La plateforme se développe par itération. Elle a d’abord servi un premier besoin, puis d’autres. Des cas d’usage supplémentaires s’ajoutent au fur et à mesure. Ses caractéristiques contribuent à attirer les utilisateurs et les projets, qui peuvent réutiliser données et outils existants.
Tout projet n’a pas nécessairement besoin d’une infrastructure big data. En revanche, les projets data trouvent un intérêt à être en proximité avec d’autres applications data. On observe un véritable effet boule de neige.

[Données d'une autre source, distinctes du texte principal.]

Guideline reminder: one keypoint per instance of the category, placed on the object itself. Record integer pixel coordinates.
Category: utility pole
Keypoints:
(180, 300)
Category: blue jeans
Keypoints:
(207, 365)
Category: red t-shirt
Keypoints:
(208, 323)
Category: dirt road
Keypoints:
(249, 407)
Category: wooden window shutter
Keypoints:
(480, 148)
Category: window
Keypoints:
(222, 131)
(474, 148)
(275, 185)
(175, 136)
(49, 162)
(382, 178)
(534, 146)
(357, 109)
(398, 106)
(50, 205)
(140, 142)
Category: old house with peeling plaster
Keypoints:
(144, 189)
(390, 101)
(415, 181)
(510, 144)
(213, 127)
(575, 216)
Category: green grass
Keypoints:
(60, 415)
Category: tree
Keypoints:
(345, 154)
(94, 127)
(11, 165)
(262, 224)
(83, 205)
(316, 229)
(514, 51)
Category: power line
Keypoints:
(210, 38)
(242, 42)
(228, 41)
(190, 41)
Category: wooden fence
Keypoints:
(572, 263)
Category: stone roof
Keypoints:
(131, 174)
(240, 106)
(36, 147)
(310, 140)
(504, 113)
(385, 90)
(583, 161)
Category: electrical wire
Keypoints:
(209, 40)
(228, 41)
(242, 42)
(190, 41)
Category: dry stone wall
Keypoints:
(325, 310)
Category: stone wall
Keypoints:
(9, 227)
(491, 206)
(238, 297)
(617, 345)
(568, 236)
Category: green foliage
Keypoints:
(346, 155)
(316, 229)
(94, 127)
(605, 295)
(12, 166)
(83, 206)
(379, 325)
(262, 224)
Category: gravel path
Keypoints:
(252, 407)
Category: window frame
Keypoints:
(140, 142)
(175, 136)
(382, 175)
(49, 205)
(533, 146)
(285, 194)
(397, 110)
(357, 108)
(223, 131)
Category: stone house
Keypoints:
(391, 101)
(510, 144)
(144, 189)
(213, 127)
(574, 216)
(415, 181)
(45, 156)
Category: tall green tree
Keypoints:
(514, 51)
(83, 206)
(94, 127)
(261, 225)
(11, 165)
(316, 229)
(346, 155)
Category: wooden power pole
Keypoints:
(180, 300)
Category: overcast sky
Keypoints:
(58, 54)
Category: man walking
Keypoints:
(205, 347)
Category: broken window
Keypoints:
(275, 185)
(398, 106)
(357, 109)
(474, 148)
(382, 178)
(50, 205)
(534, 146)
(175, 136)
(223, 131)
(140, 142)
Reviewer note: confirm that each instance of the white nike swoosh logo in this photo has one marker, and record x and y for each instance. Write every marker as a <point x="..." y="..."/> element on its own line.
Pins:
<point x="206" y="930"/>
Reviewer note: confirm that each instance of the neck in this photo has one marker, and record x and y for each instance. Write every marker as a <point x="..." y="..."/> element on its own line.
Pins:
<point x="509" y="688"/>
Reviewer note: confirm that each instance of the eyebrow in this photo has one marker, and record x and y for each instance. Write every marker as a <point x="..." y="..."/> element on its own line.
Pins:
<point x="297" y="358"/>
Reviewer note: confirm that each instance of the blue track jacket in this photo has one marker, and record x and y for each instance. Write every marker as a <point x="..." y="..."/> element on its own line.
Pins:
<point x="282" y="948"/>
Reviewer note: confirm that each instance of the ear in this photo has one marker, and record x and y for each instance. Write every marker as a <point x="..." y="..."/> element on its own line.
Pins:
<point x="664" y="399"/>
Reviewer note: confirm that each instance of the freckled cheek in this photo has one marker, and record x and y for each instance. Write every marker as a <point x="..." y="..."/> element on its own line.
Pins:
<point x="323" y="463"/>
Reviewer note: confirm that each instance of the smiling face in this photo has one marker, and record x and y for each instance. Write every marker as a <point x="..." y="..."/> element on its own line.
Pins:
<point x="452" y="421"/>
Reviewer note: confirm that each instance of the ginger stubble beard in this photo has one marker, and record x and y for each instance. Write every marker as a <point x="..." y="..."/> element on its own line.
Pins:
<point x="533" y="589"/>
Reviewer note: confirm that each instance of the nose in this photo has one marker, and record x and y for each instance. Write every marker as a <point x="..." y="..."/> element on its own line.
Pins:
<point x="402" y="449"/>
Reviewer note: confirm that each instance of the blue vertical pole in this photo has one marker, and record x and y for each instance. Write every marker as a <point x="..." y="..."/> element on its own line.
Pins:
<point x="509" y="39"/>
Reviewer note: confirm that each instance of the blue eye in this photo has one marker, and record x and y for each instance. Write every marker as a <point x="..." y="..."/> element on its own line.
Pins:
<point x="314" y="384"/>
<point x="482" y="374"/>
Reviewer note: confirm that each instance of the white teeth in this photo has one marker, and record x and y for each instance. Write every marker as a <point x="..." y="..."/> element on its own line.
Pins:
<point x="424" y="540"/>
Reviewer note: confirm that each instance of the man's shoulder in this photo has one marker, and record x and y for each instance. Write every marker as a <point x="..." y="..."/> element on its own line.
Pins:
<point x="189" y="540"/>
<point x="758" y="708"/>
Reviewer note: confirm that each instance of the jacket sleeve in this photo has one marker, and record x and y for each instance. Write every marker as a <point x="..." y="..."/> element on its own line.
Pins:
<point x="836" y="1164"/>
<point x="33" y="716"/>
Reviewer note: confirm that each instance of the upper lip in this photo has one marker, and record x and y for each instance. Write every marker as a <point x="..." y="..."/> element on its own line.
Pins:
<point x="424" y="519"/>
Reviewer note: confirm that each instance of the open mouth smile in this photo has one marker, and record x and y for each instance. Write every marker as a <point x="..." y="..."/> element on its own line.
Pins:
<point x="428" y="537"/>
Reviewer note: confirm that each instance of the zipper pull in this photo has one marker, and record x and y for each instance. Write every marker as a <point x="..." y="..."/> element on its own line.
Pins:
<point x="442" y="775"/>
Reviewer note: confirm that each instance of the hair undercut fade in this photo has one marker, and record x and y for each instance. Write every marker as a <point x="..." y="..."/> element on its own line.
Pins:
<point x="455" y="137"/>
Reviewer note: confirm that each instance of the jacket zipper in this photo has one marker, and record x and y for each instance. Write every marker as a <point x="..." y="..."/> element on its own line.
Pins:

Les produits, les croisements et réutilisations sont fondamentaux dans le data mesh. Où en êtes-vous sur ce pilier ?
Nous ne sommes pas encore totalement matures sur ce point. Nous ne disposons pas à strictement parler d’un catalogue de produits data. Chaque application met à disposition de la donnée avec son contrat d’interface. On peut y voir les prémices d’un produit data. Chacun des domaines, finance, client, comptabilité, met à disposition des données dans son propre couloir.
Là où le résultat s’apparente le plus à des produits data réels, c’est pour les référentiels. Sur la plateforme sont disponibles des golden copy des référentiels. Elles sont clés dans l’organisation, mais aussi pour unifier autour de la plateforme.
En matière de valorisation des données, le rapprochement avec les métiers et leurs besoins est jugé critique. Quelle est votre approche ici ?
Les IT métiers CIB sont mes points de contact en tant qu’asset owner de la plateforme. Il peut arriver que le métier nous contacte directement. Dans tous les cas, nous opérons à trois, avec l’IT et le métier, pour faire évoluer la stack. Starburst est ainsi une réponse à une limite que nous avions identifiée sur l’accès aux données.
Le métier a-t-il l’ownership des données et leur connaissance ou est-ce le rôle de l’IT ?
Auparavant, c’est véritablement et exclusivement l’IT métier qui remplissait cette fonction. Petit à petit, ont été mises en place les chaînes métier, financement, trade, etc. Avec l’IT, le métier copilote l’organisation. Il a ainsi plus de visibilité sur les projets data et peut influer sur les priorités des domaines. Mais la responsabilité se partage à 50/50. Le pilotage repose sur des trains dans le cadre de la méthode SAFe.
Cela, c’est pour CIB. En ce qui concerne le retail, ce sont les product owners qui vont assurer l’écoute auprès des métiers. Ils sont les garants de la prise en compte des besoins, avec une orchestration au niveau du data office.
CIB et le retail ont chacun leur méthode. Cependant, on retrouve de fortes similarités entre les deux univers en matière de méthodes et de pratiques.